Oil on canvas; 20" x 16"; May 20th, 1998

Painted as a typical tourist painting. When I travel I like to paint a scene much like a person would photograph scenes. The first day in Seattle I traveled all over the area looking for a scene and finally settled on a view that was only a few blocks from my hotel. This area of Seattle is quite a tourist attraction. There are about 200 little shops in the public market selling everything from fish to shrunken heads. It occupies the whole face of a steep cliff winding its way down to the seaport docks. A trolley carries people along the waterfront, which is quite developed with tourist attractions. 

The market was originally created to supply the workers in the city, food for their dinner. They would shop and then go home. Today, it is much the same and at 6 O’clock the whole place closes down and is locked up tight. Only the cities poor and homeless occupy the streets till morning. During my several days painting on the street I met a Navaho and a Tlingit Indian. The former was a CAD/CAM computer artist and the latter was the head of a tribe of Indians that performed native dances. 

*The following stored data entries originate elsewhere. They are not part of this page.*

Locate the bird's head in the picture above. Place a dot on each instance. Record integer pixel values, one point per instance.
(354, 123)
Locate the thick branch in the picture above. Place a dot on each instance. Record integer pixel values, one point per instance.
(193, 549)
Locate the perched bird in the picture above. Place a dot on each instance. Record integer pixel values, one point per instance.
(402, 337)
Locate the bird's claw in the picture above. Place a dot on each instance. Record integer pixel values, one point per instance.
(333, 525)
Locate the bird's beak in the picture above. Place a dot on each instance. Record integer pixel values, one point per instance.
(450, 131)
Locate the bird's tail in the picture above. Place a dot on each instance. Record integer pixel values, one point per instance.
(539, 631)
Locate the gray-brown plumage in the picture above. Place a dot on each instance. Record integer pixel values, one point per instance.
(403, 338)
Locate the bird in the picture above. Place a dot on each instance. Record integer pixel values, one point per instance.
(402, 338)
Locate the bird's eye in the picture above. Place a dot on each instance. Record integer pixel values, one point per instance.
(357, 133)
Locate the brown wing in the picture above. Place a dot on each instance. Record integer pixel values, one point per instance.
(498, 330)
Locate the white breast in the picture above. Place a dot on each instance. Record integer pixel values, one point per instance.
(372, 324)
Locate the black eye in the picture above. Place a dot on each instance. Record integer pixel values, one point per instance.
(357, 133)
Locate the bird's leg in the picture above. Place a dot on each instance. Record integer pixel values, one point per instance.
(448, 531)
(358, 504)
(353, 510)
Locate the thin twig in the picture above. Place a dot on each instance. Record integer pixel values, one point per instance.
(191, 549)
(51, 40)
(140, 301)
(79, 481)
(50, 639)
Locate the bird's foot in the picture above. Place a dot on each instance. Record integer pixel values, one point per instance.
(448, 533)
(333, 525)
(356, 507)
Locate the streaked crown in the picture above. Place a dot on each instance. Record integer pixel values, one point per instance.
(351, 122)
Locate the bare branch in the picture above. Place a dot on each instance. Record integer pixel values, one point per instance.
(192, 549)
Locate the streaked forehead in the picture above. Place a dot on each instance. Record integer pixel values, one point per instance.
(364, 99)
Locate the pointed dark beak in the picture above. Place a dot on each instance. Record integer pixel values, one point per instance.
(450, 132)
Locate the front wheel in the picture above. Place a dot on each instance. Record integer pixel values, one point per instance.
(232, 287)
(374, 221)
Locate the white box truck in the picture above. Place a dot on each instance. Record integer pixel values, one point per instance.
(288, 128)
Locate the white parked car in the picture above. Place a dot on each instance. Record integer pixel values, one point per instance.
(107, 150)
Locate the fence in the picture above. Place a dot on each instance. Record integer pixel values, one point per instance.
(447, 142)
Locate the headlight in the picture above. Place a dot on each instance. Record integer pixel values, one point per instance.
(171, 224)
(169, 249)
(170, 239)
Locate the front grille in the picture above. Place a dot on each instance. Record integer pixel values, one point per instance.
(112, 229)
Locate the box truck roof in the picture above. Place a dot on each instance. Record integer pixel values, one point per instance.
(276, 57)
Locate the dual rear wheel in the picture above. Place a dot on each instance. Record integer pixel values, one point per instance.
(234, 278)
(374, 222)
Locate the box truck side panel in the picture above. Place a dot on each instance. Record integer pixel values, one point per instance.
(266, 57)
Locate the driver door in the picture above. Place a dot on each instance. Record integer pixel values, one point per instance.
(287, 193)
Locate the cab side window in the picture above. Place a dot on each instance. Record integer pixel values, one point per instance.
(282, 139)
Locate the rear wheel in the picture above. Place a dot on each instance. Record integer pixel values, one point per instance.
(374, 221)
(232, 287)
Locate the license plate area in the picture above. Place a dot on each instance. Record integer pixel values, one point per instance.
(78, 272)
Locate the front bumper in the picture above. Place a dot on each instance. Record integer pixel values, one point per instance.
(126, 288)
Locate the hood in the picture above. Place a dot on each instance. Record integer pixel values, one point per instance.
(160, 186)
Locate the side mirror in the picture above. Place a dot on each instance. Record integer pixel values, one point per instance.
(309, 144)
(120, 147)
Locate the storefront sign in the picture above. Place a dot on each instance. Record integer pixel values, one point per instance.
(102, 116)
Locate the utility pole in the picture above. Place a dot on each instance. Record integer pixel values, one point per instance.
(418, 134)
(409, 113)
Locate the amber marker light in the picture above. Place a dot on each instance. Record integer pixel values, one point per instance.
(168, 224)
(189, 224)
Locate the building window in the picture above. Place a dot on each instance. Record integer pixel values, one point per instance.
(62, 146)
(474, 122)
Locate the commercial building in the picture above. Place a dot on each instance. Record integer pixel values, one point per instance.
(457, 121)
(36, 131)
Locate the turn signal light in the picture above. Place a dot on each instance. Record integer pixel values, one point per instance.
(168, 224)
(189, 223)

The painting has a great light flux. The clouds, like they are most times are heavy with a little patch of blue, are painted with little pure white. The foreground is dark and thinly painted. The scene looks like it is about 5:30PM just after the shops close and before the rush hour starts.

The large sign “Public Market” is really a funny type of sign that gets caught up in being a important part of the local heritage. If you look very closely to the left of the “Farmers Market” sign, that area is where the fish throwing starts.